If you come in the summer, there are numerous areas where you can rest or just contemplate: the huge terrace overlooking the reflecting pool and the grazing meadows, with their refreshing sun hats, is the ideal place read one of the daily newspapers, or use your tablet and enjoy the view. Also, you can go to the pool, the only one in the country made completely of marble and with a view of the endless mountains.
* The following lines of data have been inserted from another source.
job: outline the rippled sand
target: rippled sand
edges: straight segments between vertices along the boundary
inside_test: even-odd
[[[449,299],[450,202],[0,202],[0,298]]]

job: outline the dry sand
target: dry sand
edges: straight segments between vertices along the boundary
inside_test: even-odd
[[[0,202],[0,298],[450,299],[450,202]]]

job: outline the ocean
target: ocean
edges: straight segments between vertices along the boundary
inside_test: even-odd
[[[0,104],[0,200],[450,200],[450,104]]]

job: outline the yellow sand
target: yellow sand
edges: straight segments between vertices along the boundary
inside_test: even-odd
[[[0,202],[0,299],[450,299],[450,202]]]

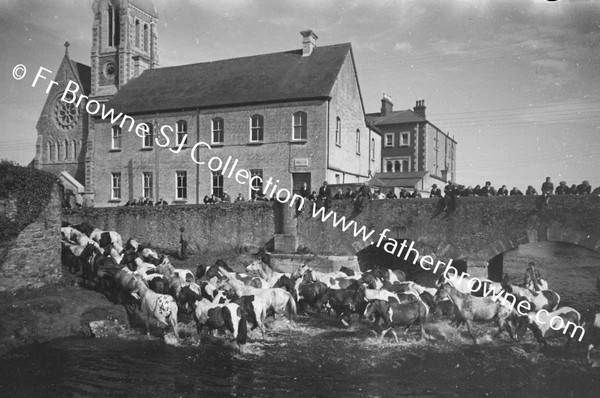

It's estimated that the Monastery of Santa Maria de Bouro was inhabited by monks in 1180, who rapidly grew rich because of the royal protection, which defended the religious community in Bouro, by the end of the sixteenth century. Upon arrival at the courtyard, the initial impact is impressive: the church, fully restored in the seventeenth century, with its two bell towers, and the monastery's structure rebuilt, symbolize the strength of a structure that repeatedly rose from its own rubble. If you are interested in history, the rich and curious story of the Cistercian Order, which was held for so many centuries in this space, gives you hours of research and interpretation of the spaces that surround you.
After all, it is not every day that you find details of everything about the Pousada de Santa Maria do Bouro: the hermits who lived here from the time of D. Afonso Henriques had access to cropland and herding, abundant water and, with the establishment of the Cistercian Order, art and enough ingenuity to be self-sustaining. Interestingly, it was necessary to create a division between the white habit monks, which followed the Cistercian religious rule to the letter, through prayer; and converted monks, who wore brown habits, entrusted with the responsibilities of the agricultural space, but living with greater freedom, and not being bound to the religious service seven times a day. After the extinction of the religious orders, a midwife moved into a part of the monastery where many babies entered the world.